There were a few things that they knew for certain which were:

  • Individuals with zinc deficiency were more likely to develop high blood pressure.
  • Blood vessels in the heart and brain were more sensitive to zinc than other vessels in the body.
  • Zinc supplements reduced the systolic blood pressure numbers but did not affect the diastolic blood pressure numbers.

Now, after decades of research, they are honing in on exactly how zinc affects your blood pressure. Zinc can assist to regulate blood pressure levels. We have some great suggestion on how to lower your blood pressure fast.

What is zinc?

Zinc is a trace mineral that’s essential to our body, but not produced by it.

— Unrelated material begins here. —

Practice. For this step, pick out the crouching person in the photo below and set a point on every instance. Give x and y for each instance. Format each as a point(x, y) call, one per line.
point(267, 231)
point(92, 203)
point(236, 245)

While our bodies only need a small amount of it, that doesn’t reduce its importance. After iron, zinc is the second most abundant trace mineral in your body.

Found throughout your body’s cells, zinc aids the immune system’s fight against disease and infection and is vital in wound healing. Additionally, it plays a major part in fetal development during pregnancy and throughout childhood.

Since the body doesn’t produce zinc, foods containing it provide the low recommended daily allowance (RDA) we need.

If you aren’t getting enough zinc from your diet, you could have low levels in your body. Your blood pressure medication(s) could also be a culprit of low zinc, as some of them decrease the amount of zinc in your blood.

While the reason why was previously unknown, studies showed that people with a zinc deficiency were more likely to have high blood pressure. Researchers started running studies and labs to figure out why.

The relationship between sodium and zinc

You might wonder what these two things have in common, or what sodium has to do with whether zinc is good for hypertension. Understanding how they each work and their relationship to each other can help explain the recent scientific findings.

What is sodium?

Sodium is a mineral, and a chemical element found in salt we use for food. Sodium is essential for our life function. But too much sodium can be a very bad thing. 

Sodium is required to conduct nerve impulses, contract and relax muscles and maintain the proper balance of water and minerals in your body. The latter plays a big part in whether you have higher or lower blood pressure numbers

You only need about 500 milligrams of sodium a day to accomplish these tasks.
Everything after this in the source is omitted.